"I think there is something uncanny about the place in spite of its beauty; and, as to those sea legends of yours, I certainly shall not listen to them again at the sunset hour. One really comes to believe in the old fables."
"Yes, one comes to believe in them!" said Waldemar, in a low tone. "You reproached me with not entering into the poetry of the tradition. I have learned to understand it now in my turn."
Wanda was silent. She was struggling to keep down a certain embarrassment which had assailed her yesterday for the first time in her life. Before this, on young Nordeck's entrance, the feeling had taken possession of her. She had tried to laugh it off, to jest it away, and had succeeded in the presence of others; but directly the two were left alone together, it returned in full force. She could not get back the tranquil easy tone of former days. That strange evening on the Beech Holm! It had invested with a singular earnest a matter which was, and certainly was to remain, nothing but a joke.
Waldemar waited for an answer in vain. He seemed rather hurt that none came.
"I was telling my mother just now that I cannot go with you all to Wilicza," he began again. "I shall not be there for three or four weeks."
"Well, that is not long," said Wanda.
"Not long? Why, it is an eternity!" he cried, vehemently. "You can form no idea of what it costs me to stay behind, and let you set out alone."

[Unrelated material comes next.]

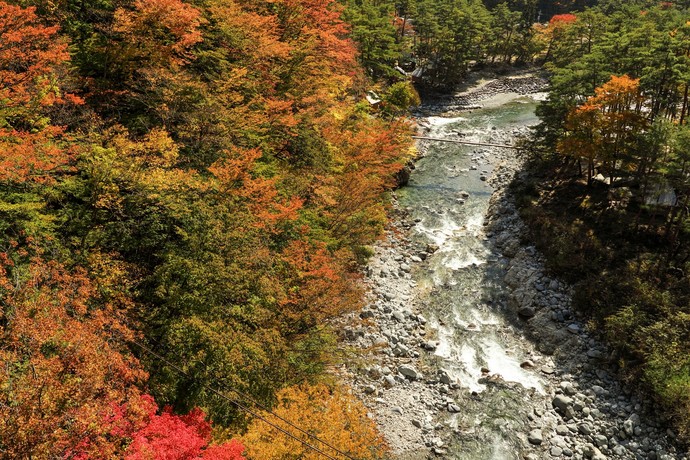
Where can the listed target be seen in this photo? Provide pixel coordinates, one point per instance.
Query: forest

"Waldemar, pray ..." Wanda interposed in visible distress. He did not heed her, but went on with the same vehemence.
"I promised to wait until we were at Wilicza, but at that time I hoped to travel with you. Now it may be a whole month before we see each other again, and I cannot be silent so long. I cannot know you constantly in Leo's company, unless I have the conviction that you belong to me, to me alone."
The avowal came so suddenly, with such a rush, that the young Countess had no time to ward it off; and, indeed, any attempt of hers to stay this burst of passion would have been in vain. He had seized her hand again, and held it fast, as he had held it that evening on the Beech Holm.